Recently I began studying machine learning, however I failed to grasp the intuition behind logistic regression.
The following are the facts about logistic regression that I understand.
As the basis for hypothesis we use sigmoid function. I do understand why it's a correct choice, however why it's the only choice I don't understand. Hypothesis represents the probability that the appropriate output is $1$, therefore the domain of our function should be $[0,1]$, this is the only property of sigmoid function I found useful and appropriate here, however many functions satisfy this property. In addition, sigmoid function has a derivative in this form $f(x)(1-f(x))$, but I don't see the utility of this special form in logistic regression.
Question: what so special about sigmoid function, and why we cannot use any other function with domain $[0,1]$?
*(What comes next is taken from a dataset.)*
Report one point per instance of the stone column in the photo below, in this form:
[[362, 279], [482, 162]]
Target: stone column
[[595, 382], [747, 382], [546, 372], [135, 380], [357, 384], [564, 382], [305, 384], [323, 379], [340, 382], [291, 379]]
The cost function consists of two parameters ${\rm Cost}(h_{\theta}(x),y)=-\log(h_{\theta}(x))$ if $y=1, {\rm Cost}(h_{\theta}(x),y)=-\log(1-h_{\theta}(x))$ if $y=0$. In the same was as above, I do understand why it's correct, however why is it the only form? For example, why couldn't $|h_{\theta(x)}-y|$ be a good choice for the cost function?
Question: what is so special about the above form of cost function; why cannot we use another form?
I would appreciate if you could share your understanding of logistic regression.